Re: ZFS + FreeBSD XEN dom0 panic

From: Ze Dupsys <zedupsys_at_gmail.com>
Date: Thu, 10 Mar 2022 17:46:21 UTC
On 2022.03.10. 17:40, Roger Pau Monné wrote:
> That's not expected. Can you paste the output of `xenstore-ls -fp`
> when you get those stale entries?
Yes, i can (xenstore_ls_fp.log), today i was stressing 12.1, 8GB RAM for 
10 hours.
I will power off all DomUs attach output of commands to this email.

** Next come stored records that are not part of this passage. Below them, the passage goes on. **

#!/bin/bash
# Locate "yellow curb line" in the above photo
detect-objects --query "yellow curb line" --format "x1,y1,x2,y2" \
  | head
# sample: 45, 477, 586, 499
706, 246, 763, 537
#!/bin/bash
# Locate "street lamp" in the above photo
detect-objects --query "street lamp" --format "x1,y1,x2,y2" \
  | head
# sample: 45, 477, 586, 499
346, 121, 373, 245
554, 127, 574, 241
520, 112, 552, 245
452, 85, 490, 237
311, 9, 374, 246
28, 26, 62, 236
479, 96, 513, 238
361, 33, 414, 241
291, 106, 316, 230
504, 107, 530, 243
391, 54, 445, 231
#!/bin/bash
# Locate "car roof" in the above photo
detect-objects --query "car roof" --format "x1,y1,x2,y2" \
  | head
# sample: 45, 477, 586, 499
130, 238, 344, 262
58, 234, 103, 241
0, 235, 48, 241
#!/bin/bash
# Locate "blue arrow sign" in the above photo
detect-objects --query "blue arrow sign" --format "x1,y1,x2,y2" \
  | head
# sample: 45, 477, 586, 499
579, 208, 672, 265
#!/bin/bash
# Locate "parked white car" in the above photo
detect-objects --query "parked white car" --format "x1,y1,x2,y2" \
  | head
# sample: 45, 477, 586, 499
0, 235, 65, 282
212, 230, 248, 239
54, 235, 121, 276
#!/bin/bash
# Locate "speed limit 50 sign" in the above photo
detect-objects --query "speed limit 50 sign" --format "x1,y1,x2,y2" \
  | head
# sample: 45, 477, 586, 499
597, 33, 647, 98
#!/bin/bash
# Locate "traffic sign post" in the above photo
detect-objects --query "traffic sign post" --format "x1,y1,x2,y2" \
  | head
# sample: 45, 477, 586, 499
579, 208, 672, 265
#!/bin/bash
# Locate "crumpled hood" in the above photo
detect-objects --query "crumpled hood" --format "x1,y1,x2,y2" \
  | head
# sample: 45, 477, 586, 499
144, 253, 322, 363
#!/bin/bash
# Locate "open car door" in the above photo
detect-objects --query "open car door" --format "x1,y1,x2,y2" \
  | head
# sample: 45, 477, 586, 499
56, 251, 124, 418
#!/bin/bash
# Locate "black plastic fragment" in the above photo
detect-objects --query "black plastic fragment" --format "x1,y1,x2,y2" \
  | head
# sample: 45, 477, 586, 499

> Also, what does `xl list`?
I attached xl_list.log, not to loose formatting due to email software. 
Added "sysctl -a -N | grep xbbd" as well, since there can be seen that 
sysctl variables exist.


> Also, can you check the log files at '/var/log/xen/xl-*.log' (where * is
> the domain name) to try to gather why the backend is not properly
> destroyed?
Those files seem not to be helpful, I have not seen different messages 
than those, i.e xl-xen-vm2-zvol-5.log.7:
Waiting for domain xen-vm2-zvol-5 (domid 486) to die [pid 11628]
Domain 486 has shut down, reason code 0 0x0
Action for shutdown reason code 0 is destroy
Domain 486 needs to be cleaned up: destroying the domain
Done. Exiting now


BTW is it possible to disable automatic log file rotation in 
/var/log/xen? Or make it always append to single file so that no info is 
lost? Maybe there has been some info for domain ID 200 for example, it's 
just that i have never seen different messages there.


Same goes for qemu-dm-xen-* files, nothing eye catchy:
qemu-system-i386: -serial pty: char device redirected to /dev/pts/6 
(label serial0)
VNC server running on 0.0.0.0:5907
qemu-system-i386: terminating on signal 1 from pid 24773 (xl)


> Right, at some point you will run out of memory if resources are not
> properly freed. Can you try to boot with "boot_verbose=YES" in
> /boot/loader.conf and see if that gives you are more information?
Yes, i will add and see if some more info is available.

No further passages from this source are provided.